Saturday, April 25, 2009

Yahooooooo.... Down 80 lbs! (written on (10/18/08)

I had a couple of really slow weeks, then all of a sudden, my body decided to kick back into gear, and I've lost 5 lbs. over the last 2 days. I love that! I've been wanting to post some new pictures, but my computer with PhotoShop decided to take a nose dive, and the hard drive crashed the other day. As soon as it's up and working again, I'll post some new photos. I feel like I can see a huge change since my pictures a month ago were posted, but I'll have to wait and see once I can put them side by side...

Things at work are starting to flow a little better with my new job. My replacement for my previous position started on Thursday, and she's a quick study, so I'm already feeling some of the burden of trying to manage both jobs at the same time being lifted. What a relief!

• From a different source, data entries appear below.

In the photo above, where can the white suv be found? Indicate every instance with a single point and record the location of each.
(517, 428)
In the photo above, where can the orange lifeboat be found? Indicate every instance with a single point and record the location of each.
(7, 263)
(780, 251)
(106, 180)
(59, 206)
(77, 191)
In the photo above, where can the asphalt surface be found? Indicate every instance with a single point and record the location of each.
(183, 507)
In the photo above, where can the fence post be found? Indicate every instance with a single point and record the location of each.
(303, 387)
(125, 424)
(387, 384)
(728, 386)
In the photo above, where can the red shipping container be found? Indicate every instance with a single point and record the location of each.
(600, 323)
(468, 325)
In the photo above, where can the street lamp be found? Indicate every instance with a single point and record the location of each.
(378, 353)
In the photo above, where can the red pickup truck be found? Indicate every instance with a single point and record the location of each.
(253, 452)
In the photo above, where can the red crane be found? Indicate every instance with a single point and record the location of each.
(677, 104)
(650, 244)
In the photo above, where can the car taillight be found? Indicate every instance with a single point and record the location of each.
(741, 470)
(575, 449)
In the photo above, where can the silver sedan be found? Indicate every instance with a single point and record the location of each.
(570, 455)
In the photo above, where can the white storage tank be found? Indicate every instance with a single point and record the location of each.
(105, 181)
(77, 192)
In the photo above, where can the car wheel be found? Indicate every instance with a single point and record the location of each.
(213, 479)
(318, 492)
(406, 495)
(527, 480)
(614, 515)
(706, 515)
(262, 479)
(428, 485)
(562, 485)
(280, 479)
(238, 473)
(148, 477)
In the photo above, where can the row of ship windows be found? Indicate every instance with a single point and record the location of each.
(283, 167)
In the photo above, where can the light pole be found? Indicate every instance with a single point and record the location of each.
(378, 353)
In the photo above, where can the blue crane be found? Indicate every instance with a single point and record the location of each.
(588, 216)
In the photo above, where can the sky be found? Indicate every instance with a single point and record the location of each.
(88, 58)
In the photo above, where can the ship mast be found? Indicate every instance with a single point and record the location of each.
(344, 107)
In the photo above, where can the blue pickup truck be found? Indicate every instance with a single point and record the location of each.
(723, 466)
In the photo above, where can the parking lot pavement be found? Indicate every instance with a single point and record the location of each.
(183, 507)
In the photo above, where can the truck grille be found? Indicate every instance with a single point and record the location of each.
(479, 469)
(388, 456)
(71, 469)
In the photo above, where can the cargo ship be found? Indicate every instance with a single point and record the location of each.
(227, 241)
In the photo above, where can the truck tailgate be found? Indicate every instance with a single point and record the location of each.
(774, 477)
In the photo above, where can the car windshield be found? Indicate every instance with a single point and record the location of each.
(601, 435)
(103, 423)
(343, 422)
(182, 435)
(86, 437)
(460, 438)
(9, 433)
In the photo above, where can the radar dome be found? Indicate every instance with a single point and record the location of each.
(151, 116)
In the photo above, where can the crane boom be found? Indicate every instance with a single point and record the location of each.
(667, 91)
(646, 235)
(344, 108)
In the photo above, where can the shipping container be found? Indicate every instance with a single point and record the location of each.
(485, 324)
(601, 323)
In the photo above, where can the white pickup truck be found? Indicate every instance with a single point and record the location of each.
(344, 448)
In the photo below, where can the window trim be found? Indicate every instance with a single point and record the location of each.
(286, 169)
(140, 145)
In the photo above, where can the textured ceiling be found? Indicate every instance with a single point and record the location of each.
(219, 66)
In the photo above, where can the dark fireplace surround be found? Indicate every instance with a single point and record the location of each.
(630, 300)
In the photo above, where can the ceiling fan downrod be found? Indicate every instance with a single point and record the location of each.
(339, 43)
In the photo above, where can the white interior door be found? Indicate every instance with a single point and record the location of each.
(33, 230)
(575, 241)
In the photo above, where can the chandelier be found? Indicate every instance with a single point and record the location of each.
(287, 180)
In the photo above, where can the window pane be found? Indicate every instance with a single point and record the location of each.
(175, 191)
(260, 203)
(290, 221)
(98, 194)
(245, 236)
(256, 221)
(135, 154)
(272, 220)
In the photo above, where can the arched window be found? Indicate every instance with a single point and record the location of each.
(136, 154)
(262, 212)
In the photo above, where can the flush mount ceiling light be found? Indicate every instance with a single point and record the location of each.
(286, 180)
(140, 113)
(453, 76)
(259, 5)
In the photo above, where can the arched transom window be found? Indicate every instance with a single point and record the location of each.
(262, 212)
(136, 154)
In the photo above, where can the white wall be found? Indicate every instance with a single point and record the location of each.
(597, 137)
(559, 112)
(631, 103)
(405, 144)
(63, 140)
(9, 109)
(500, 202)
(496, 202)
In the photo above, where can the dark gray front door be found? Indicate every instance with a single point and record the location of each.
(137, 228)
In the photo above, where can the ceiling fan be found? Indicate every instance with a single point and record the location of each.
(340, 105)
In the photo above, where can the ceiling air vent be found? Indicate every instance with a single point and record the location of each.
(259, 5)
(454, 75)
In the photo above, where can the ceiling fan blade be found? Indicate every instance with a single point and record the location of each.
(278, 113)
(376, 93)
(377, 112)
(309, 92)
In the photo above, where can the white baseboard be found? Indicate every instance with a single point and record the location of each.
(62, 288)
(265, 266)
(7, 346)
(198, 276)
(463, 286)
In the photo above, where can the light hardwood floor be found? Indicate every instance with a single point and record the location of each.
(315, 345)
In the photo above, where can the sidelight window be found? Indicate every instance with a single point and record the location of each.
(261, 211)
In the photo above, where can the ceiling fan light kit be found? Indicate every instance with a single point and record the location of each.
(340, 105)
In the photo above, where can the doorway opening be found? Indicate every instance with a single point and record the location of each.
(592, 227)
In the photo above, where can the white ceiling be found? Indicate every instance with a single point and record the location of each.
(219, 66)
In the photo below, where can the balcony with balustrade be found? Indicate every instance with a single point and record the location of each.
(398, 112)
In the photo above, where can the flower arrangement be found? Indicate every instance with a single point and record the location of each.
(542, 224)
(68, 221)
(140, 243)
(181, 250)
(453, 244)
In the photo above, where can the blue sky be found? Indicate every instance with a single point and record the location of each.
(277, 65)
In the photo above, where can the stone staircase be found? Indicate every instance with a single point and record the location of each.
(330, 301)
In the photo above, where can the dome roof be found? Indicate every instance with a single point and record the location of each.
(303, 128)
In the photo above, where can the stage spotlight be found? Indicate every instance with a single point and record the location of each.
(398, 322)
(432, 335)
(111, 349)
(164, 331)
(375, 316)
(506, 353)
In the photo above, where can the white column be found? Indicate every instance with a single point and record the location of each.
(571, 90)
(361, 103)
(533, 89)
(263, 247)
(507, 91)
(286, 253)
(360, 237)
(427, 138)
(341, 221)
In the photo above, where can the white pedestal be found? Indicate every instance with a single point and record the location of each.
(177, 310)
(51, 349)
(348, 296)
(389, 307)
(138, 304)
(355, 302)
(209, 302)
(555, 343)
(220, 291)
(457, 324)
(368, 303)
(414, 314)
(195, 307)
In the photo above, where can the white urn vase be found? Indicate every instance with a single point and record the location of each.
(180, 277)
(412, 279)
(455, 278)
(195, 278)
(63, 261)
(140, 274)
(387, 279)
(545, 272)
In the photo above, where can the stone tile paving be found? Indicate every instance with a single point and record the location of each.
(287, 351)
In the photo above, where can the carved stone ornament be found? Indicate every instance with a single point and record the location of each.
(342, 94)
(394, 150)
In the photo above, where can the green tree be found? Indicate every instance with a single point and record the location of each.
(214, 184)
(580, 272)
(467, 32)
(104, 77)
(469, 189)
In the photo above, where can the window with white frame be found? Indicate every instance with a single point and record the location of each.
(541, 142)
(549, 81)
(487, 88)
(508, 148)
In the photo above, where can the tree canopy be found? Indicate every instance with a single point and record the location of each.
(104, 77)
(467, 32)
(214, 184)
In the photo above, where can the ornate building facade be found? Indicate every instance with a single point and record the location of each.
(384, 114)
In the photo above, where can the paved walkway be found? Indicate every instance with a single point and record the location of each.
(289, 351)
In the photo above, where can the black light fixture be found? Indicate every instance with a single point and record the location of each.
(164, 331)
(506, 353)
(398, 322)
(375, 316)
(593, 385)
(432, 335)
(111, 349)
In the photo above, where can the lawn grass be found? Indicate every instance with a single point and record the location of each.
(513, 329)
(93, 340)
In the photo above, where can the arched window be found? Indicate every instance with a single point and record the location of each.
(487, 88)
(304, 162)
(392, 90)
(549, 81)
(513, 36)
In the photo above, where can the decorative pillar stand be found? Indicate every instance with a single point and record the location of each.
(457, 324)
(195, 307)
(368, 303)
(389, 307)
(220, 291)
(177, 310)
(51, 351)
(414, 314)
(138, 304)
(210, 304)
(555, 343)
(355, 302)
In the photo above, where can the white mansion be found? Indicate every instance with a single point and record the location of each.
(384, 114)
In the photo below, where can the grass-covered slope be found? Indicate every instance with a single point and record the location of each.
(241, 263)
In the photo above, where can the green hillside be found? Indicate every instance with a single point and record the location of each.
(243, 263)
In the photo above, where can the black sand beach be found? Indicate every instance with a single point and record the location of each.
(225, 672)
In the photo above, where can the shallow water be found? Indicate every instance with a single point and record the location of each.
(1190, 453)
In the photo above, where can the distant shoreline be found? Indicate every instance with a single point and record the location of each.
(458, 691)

You know how you hear about food addictions transferring into another area, once a person has gastric bypass surgery? Well, I know my tendencies from previous attempts at weight loss, and one I knew would be a weakness is rearing its ugly head again. Even though I know this about myself, I still struggle... What is my issue, you ask??? SHOPPING!!! I have this overwhelming urge to spend money on clothes and jewelry, which are both really ridiculous. (The clothes, because I'm changing sizes so quickly, and I have a HUGE wardrobe of things I've saved from the last time I lost weight... The jewelry part because I can make my own, and it really is quite nice. (I'm wearing my own creations in most of my pictures.) Despite all of this, I can't help looking at new things. One of my goals is to really work on this and replace shopping with more exercise. Since I have a brand new treadmill now, there is no reason not to make the attempt. I'll report back on how that goes... If I still continue to struggle, I may find a new therapist to help me work through it. I've done that previously, and I think it's a very healthy thing to do for yourself. It doesn't make you a bad person - just one who recognizes there are personal areas that can use some refining. That's the beauty of life... We are all a work in progress!!!